Monday 31 August 2015

More about Sentiment Analysis


Method of Study

A corpus is a collection of documents for analysis. The current evaluation was done on the mail corpus. A set of E-mails expressing different sentiments were used for this purpose. The main feature of these emails is that most of them express negative opinions. The analysis was carried out by the following steps:

Document Splitting

A mail corpus may contain a single mail or a chain of emails. So the initial step is to identify the characteristic of the mail corpus. The chain of emails is split into individual mails for analysis.

Sentence splitting

Document is a collection of sentences. So in order to find the opinion of the speaker all the sentences in a document is analyzed. Hence the given mail is splitted into sentences and each sentence is fed to the sentiment analysis API for analysis.

Data transfer to API

Appropriate JAR files or sentiment analysis lexicons are downloaded and installed for the evaluating the open source tools. Apart from the open source APIs all the commercial APIs are available as REST services. It is required to register for free API keys for their evaluation. So in the case of the commercial APIs the appropriately formatted text is fed as input to the web based service.

JSON parsing

All APIs provide the result of sentiment analysis in either XML or JSON format. So appropriate JSON parsers are required to extract the type of sentiment and score from these responses. The Jackson JSON parsing API was used to parse the responses.

Extracting the score and type of sentiment

The JSON response from the API is extracted and the sentiment type and score is displayed as output.

Platform used for study

The analysis was done based on the Java based APIs of the different tools.

Key Findings

Longer texts are hard to classify

The lexical base classification does not work well in the case of lengthy sentences. This is because of the fact that subjective words may not be present in such texts but they may be expressing strong opinions.

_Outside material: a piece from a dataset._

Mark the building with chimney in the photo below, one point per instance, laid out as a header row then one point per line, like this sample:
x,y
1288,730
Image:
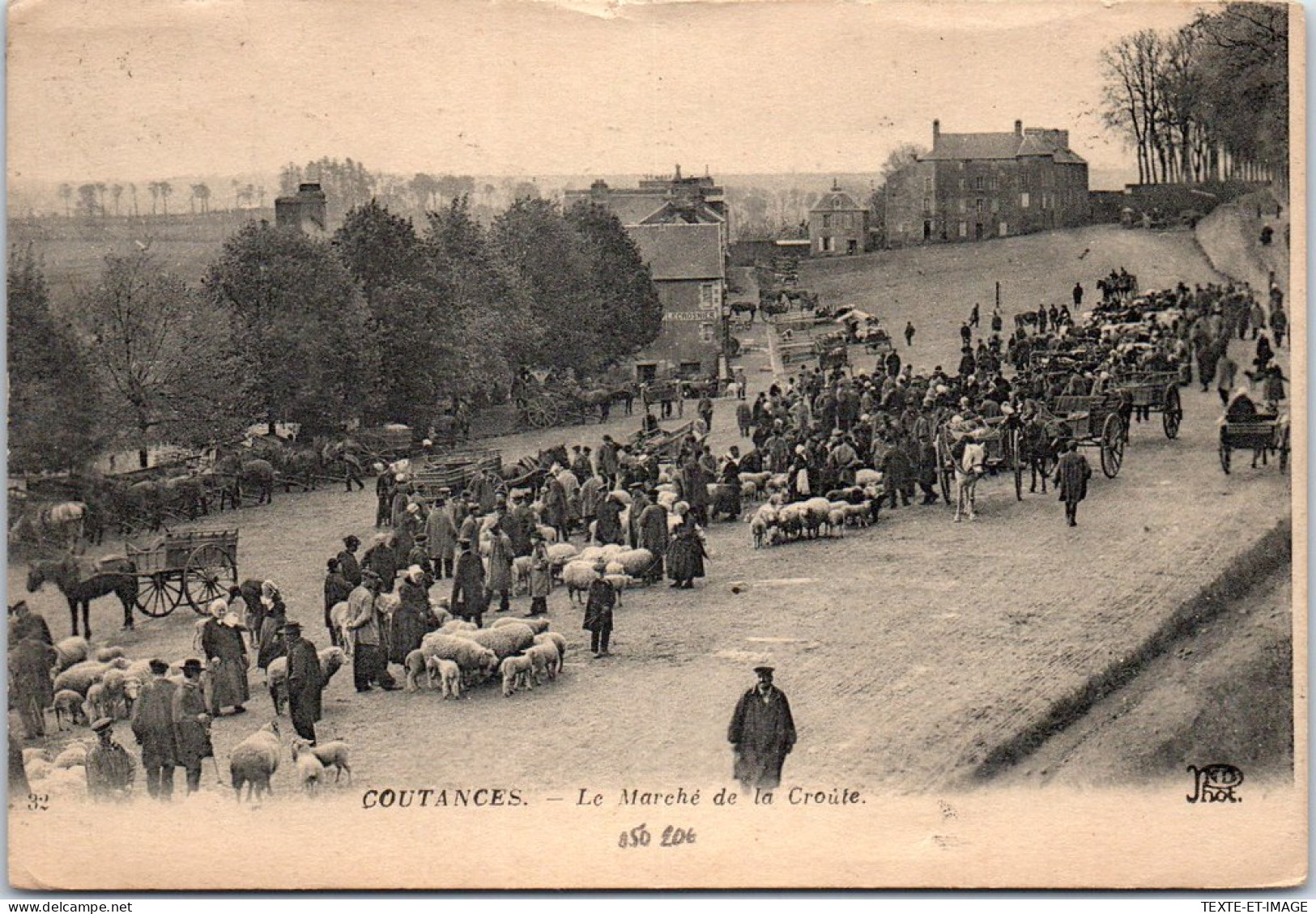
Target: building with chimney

Results depend on the training set used in the API

Most of the sentiment analysis tools will be formulated based on specific training corpuses. For example the Sentiwordnet sentiment lexicon was formulated based on the movie reviews dataset. Hence it performs best on the movie reviews.

Future Works

The above approach of evaluation can be further refined by incorporating the following features:

Real time Sentiment Analysis

Current approach used consist of analysing all the mails stored in a folder in the machine. This can be modified so that the sentiment analysis is done on real time basis. Hence as soon as a mail enters the inbox, its sentiment is analysed on the fly.

Culture based sentiment analysis

This approach extracts semantically hidden concepts from mails and incorporates them into supervised classifier training by interpolation. The interpolation method works by interpolating the original unigram language model in Naive Bayes classifier with the generative model of words given semantic concept. Cultural features can be incorporated in similar way where the unigram language model will also be interpolated by the generative model of users given cultural features.

This comparison study focused on detecting the polarity of content, like positive and negative effects and does not consider other types of sentiments such as anger or calmness. Only a few of the methods are able to reach somewhat high level of accuracy. Each of the evaluated tools are trained on specific corpuses. Hence the results of analysis depends on the training set used for model formulation in the tool used for sentiment analysis. Thus, the sentiment analysis tools still have a long way to go before reaching the confidence level demanded by practical applications.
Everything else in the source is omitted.